L’apiculteur Brahim Chatoui dit qu’il a perdu près d’un tiers de ses ruches en seulement deux mois, et il n’est pas le seul.

« A cette époque de l’année, cette zone bourdonnerait normalement d’abeilles », a déclaré Chatoui, transpirant sous un soleil de plomb printanier. « Aujourd’hui, ils meurent à un rythme terrifiant. »

Le royaume d’Afrique du Nord a connu une augmentation spectaculaire de la mortalité massive des pollinisateurs critiques, un phénomène appelé « trouble d’effondrement des colonies ».

Partout dans le monde, les experts affirment que ces morts massives et soudaines d’abeilles sont souvent liées à la destruction de la nature et à l’utilisation généralisée de pesticides.

Mais les autorités marocaines affirment que ces effondrements sont causés par la pire sécheresse qui ait frappé le pays en 40 ans, qui a décimé les plantes dont les abeilles dépendent pour se nourrir.

Pointe « sans précédent »

La crise est si aiguë que le gouvernement a débloqué 130 millions de dirhams (13 millions de dollars) pour soutenir les apiculteurs et enquêter sur la cause de la mort des abeilles.

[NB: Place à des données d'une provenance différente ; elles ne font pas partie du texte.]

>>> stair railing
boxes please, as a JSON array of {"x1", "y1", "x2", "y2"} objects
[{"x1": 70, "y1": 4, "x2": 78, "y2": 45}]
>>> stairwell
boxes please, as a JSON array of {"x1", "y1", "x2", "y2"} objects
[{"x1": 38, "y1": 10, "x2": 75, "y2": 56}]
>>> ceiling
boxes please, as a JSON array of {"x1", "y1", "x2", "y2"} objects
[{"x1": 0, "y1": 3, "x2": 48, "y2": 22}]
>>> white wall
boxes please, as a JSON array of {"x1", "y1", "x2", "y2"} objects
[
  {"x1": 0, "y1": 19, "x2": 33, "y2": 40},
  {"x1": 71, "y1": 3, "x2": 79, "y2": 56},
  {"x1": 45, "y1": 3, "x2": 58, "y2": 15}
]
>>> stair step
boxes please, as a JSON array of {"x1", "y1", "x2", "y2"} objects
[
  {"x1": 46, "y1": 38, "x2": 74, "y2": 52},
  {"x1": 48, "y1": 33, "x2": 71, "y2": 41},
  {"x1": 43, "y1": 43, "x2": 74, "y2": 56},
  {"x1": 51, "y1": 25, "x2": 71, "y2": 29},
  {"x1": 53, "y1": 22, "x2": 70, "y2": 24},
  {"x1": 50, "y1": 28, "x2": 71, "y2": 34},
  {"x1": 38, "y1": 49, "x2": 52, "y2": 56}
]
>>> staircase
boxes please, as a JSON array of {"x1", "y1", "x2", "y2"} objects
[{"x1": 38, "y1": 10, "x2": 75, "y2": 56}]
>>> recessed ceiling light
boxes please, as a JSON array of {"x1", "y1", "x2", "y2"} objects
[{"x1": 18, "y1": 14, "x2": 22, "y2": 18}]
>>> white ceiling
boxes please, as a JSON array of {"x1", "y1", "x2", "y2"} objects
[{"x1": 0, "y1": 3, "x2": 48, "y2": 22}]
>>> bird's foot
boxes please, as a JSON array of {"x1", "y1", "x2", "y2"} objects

L’Office national de la sécurité alimentaire du Maroc, qui a mené l’enquête, a exclu la maladie comme raison.

Au lieu de cela, il a imputé le pic « sans précédent » des effondrements de ruches à une sécheresse intense provoquée par le changement climatique.

La ruche collective unique d’Inzerki se trouve sur une colline ensoleillée au cœur de la réserve de biosphère de l’Arganeraie, une région de 2,5 millions d’hectares protégée par l’UNESCO, à environ 415 kilomètres (260 miles) au sud-ouest de la capitale Rabat.

Le complexe est saisissant : une structure à cinq étages de contrefiches en bois et de boue sèche s’étend le long d’une colline, chaque compartiment abritant une ruche cylindrique en osier, recouverte d’un mélange de terre et de bouse de vache.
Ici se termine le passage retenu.